The primary objective of any global deal will be to save our environment for the future. But it would, in doing so, result in something else: a resurgence of belief that multilateral agreement is possible; that nations working in concert can produce results. It may well be, also, that in striking a deal on climate change, the strength of the relationship between America and China can be demonstrated and deepened.
President Obama has already made very clear the importance he places on U.S. leadership on tackling global climate change. Over the course of 2009, U.S. policymakers will debate U.S. climate policy at the local, state, and national level. This debate will generate the principles for climate legislation alongside policies on the economy and energy security. Through the progress it makes in formulating its climate policy, the U.S. will send an important signal to the United Nations climate conference in Copenhagen in December 2009.

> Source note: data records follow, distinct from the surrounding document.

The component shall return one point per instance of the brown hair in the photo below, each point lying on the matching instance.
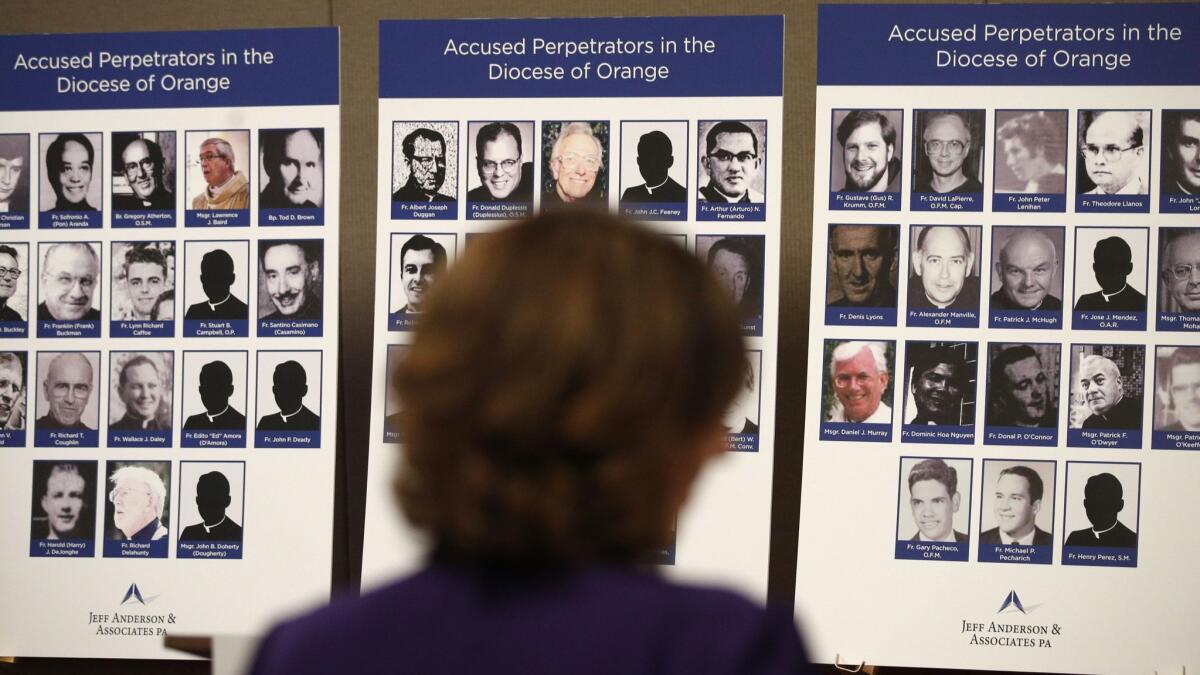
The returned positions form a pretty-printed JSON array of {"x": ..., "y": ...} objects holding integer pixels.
[{"x": 556, "y": 392}]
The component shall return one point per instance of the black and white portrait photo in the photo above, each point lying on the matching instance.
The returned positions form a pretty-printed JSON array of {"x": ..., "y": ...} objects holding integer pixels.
[
  {"x": 1023, "y": 384},
  {"x": 214, "y": 390},
  {"x": 67, "y": 390},
  {"x": 862, "y": 270},
  {"x": 15, "y": 172},
  {"x": 289, "y": 279},
  {"x": 15, "y": 276},
  {"x": 425, "y": 161},
  {"x": 1177, "y": 389},
  {"x": 219, "y": 169},
  {"x": 502, "y": 154},
  {"x": 1108, "y": 384},
  {"x": 1031, "y": 151},
  {"x": 418, "y": 261},
  {"x": 654, "y": 162},
  {"x": 64, "y": 506},
  {"x": 575, "y": 162},
  {"x": 143, "y": 281},
  {"x": 1114, "y": 153},
  {"x": 948, "y": 151},
  {"x": 70, "y": 161},
  {"x": 940, "y": 383},
  {"x": 737, "y": 263},
  {"x": 1110, "y": 269},
  {"x": 141, "y": 390},
  {"x": 217, "y": 280},
  {"x": 288, "y": 390},
  {"x": 943, "y": 267},
  {"x": 865, "y": 150},
  {"x": 144, "y": 171},
  {"x": 292, "y": 168},
  {"x": 211, "y": 502},
  {"x": 732, "y": 161},
  {"x": 1027, "y": 268}
]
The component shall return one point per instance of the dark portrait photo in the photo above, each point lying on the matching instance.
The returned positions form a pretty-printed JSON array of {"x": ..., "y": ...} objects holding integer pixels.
[
  {"x": 425, "y": 161},
  {"x": 15, "y": 172},
  {"x": 502, "y": 154},
  {"x": 292, "y": 168},
  {"x": 211, "y": 501},
  {"x": 1179, "y": 275},
  {"x": 1110, "y": 269},
  {"x": 13, "y": 390},
  {"x": 70, "y": 161},
  {"x": 653, "y": 162},
  {"x": 1102, "y": 505},
  {"x": 15, "y": 278},
  {"x": 858, "y": 381},
  {"x": 940, "y": 383},
  {"x": 64, "y": 500},
  {"x": 141, "y": 390},
  {"x": 1023, "y": 384},
  {"x": 1107, "y": 386},
  {"x": 575, "y": 162},
  {"x": 948, "y": 151},
  {"x": 217, "y": 280},
  {"x": 214, "y": 386},
  {"x": 1177, "y": 388},
  {"x": 1031, "y": 151},
  {"x": 1114, "y": 153},
  {"x": 865, "y": 150},
  {"x": 1027, "y": 268},
  {"x": 70, "y": 281},
  {"x": 69, "y": 390},
  {"x": 143, "y": 280},
  {"x": 943, "y": 267},
  {"x": 289, "y": 279},
  {"x": 288, "y": 390},
  {"x": 144, "y": 171},
  {"x": 138, "y": 501},
  {"x": 737, "y": 263},
  {"x": 1181, "y": 154},
  {"x": 862, "y": 270},
  {"x": 219, "y": 169},
  {"x": 732, "y": 161}
]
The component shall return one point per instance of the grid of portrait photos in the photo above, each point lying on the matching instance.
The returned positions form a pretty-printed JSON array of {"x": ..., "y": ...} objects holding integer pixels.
[
  {"x": 991, "y": 286},
  {"x": 162, "y": 312},
  {"x": 700, "y": 181}
]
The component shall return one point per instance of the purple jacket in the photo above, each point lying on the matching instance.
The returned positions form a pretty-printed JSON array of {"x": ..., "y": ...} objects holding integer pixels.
[{"x": 603, "y": 621}]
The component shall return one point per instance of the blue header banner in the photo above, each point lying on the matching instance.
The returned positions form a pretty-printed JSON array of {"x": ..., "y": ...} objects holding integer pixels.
[
  {"x": 1008, "y": 45},
  {"x": 562, "y": 58},
  {"x": 169, "y": 70}
]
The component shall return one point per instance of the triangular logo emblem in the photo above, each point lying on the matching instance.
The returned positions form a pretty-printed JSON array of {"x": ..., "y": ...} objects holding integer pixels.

However, building the case for urgent action on climate change in the face of the economic crisis will be no easy task. Fostering public confidence will be crucial. Congress will not take ambitious action on climate change unless they are convinced that their economic concerns have been fully recognized and legislation will be designed to address this. That is why I am chairing a meeting in Congress today—“U.S. domestic action—a Global Economic perspective”—sponsored by Sens. Jeff Bingaman (D-NM), John McCain (R-AZ), Olympia Snowe (R-ME), and Debbie Stabenow (D-MI), on Capitol Hill. This event will bring together U.S. business leaders, governors, economists and global climate leaders.
We must move forward, despite the recent calamities and pressing challenges in the times to come. If we do this, we can look upon the future not with fear but with hope, hope born of confidence that history never poses problems that humankind cannot resolve.
Tony Blair is founder of the Breaking the Climate Deadlock initiative to work for a new global deal for a low carbon future.